The company tries hard to maintain good communication with employees. A seven-member employee advisory committee, called Vital Force, acts as a liaison between employees and management. Supervisors and managers are required to do quarterly check-in meetings with every employee, and they have annual performance reviews.
Vital Plastics has become self-insured. The molder is joining with two other local companies and a school district to build a health care clinic, expected to open in July.
The company also offers a profit-sharing bonus.
The attention to detail has paid off with longevity: 54 people have worked at Vital Plastics more than five years, 33 for 10 to 20 years, and 12 for more than 20 years.
The home-based employees set Vital Plastics apart. Although they are paid on a piecework basis, Hauser said they are employees — the company pays withholding taxes, its portion of Social Security and, if necessary, adjusts their pay to reflect minimum wage. They don't get benefits.
Home assembly workers must visit Vital Plastics once a week.
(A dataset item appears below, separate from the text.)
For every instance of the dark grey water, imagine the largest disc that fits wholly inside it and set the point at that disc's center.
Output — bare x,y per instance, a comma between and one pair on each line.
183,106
They go through a drive-through door to drop off assembled parts and pick up new jobs. Typically, they are stay-at-home parents, college students, the elderly, people with disabilities and people who want to supplement their other full-time income.
Even the Amish. "We actually had a horse and buggy go through," Fish said.
Some drive up to 100 miles to make their weekly deliveries. Vital has been operating a drive-through for more than 20 years.
Hauser explains how it works: "We've got a schedule and a drive-through. They pull in. It's enclosed, and we shut the garage door. They open up their trunk, put the parts on a cart. We have inspectors do a quick check. At the same time, somebody has prepared pre-staged travel ticket for next week's work."
As Vital Plastics wrote in the award submission: "This innovative approach to tap a workforce that is typically unavailable has helped Vital Plastics serve a niche in the plastics injection molding industry for clients who need injection molding assembly operations for parts that do not justify large investments in automation equipment."
Fish said the ERP system schedules home assembly employees and generates individual work orders and assembly instructions. It's an unconventional workforce of people who might have trouble finding work outside of the home.
"We think we've actually done the community a service," Fish said.